何故住民の費用負担を0で建て替えが出来たかと言うと、建て替えによって戸数を増やすことが出来たことがその要因です。例えば建て替え前の戸数が30戸のマンションを建て替えるとします。建て替えによって建物を大きく建築しすることが出来たため、建て替え後の部屋数は90戸になったとします。

90戸のマンションを建築するための費用として、15億の費用がかかったとします。建て替えによって増えた60戸を、1戸あたり2,500万円で売却することが出来れば15億の資金を捻出することが可能になります。

  • 【建て替え前】
    30戸のマンション
  • 【建て替え後】
    90戸のマンション→建築費用は15億
    建て替えによって増えた戸数60戸→1戸当たり2,500万円で分譲
    2,500万円×60戸=15億(建て替え費用に充当)

このように建て替えによって建物を大きく建築することにより戸数を増やし、その売却代金によって建て替え資金を捻出する方法もあります。

建物をどれだけ大きく建てれるかは、その土地の容積率によって決められています。
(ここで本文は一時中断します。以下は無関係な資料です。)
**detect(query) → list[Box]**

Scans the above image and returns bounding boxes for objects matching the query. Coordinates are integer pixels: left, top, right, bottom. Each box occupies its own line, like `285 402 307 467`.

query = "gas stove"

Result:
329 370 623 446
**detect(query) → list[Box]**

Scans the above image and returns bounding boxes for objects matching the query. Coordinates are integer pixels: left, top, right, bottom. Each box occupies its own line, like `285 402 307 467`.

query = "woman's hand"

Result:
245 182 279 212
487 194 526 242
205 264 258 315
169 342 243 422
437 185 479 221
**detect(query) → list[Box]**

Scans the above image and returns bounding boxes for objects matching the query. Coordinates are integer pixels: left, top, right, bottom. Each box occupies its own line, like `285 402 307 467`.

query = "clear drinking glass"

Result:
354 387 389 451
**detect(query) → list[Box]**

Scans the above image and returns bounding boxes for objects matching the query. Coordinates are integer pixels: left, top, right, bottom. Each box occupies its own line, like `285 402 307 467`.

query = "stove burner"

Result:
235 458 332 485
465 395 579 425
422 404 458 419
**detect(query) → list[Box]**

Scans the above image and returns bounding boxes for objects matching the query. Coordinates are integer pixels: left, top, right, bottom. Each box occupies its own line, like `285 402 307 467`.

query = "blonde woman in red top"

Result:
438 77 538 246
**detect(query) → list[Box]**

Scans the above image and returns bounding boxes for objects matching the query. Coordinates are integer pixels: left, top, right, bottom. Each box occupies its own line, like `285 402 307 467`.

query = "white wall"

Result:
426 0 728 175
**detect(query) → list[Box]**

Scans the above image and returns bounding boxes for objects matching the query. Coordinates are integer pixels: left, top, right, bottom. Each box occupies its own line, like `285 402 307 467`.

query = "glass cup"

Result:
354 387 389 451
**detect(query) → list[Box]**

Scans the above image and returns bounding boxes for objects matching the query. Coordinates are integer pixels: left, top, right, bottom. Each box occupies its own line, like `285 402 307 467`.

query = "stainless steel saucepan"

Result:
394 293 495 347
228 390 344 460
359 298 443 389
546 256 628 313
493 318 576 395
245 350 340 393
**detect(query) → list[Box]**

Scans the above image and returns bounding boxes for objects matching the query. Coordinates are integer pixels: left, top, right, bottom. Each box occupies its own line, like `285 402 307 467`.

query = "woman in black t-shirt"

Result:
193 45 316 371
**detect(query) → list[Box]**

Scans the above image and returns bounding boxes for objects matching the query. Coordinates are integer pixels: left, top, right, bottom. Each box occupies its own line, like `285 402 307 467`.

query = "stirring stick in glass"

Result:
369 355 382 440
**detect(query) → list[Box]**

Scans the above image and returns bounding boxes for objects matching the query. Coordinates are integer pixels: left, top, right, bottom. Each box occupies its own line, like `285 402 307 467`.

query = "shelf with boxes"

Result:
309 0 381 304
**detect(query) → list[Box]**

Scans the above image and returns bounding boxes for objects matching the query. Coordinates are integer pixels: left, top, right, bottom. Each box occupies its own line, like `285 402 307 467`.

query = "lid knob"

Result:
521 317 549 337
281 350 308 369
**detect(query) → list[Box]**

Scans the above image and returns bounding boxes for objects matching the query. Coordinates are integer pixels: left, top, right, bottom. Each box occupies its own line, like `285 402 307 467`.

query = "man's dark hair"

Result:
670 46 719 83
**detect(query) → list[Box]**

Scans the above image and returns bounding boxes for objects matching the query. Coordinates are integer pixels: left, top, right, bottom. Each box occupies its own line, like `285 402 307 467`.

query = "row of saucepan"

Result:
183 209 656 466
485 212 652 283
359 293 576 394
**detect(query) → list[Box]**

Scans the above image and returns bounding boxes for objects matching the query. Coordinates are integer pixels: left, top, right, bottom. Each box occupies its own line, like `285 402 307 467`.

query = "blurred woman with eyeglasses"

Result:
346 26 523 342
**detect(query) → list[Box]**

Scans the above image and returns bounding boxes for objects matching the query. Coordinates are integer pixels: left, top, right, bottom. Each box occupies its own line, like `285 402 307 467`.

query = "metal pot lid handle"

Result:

このような建て替え成功事例に続くため、容積率の緩和が行われている地域もあります。

また新しく増えた戸数を予定通り売却するには、立地などが良い場所に限られます。

そのためどの場所でも上記のように出来る訳ではありませんが、少しでも住民の負担額を減らすという意味では参考になる事例と言って良いでしょう。

容積率とは

建物の延べ床面積に対する敷地面積の割合のことを指します。

容積率=建物の延べ床面積÷敷地面積

  • 例:敷地100㎡の土地に建物を建てる場合
    容積率100%の土地の場合→延床面積100㎡までの建物の建築が可能
    容積率300%の土地の場合→延床面積300㎡までの建物の建築が可能

ただしこのような場合でも、建て替え前のマンションで保有していた広さと同じ広さの部屋になるとは限りません。建て替えによってマンションの資産価値そのものが上がるのであれば、その分専有面積の広さが狭くなる可能性があります。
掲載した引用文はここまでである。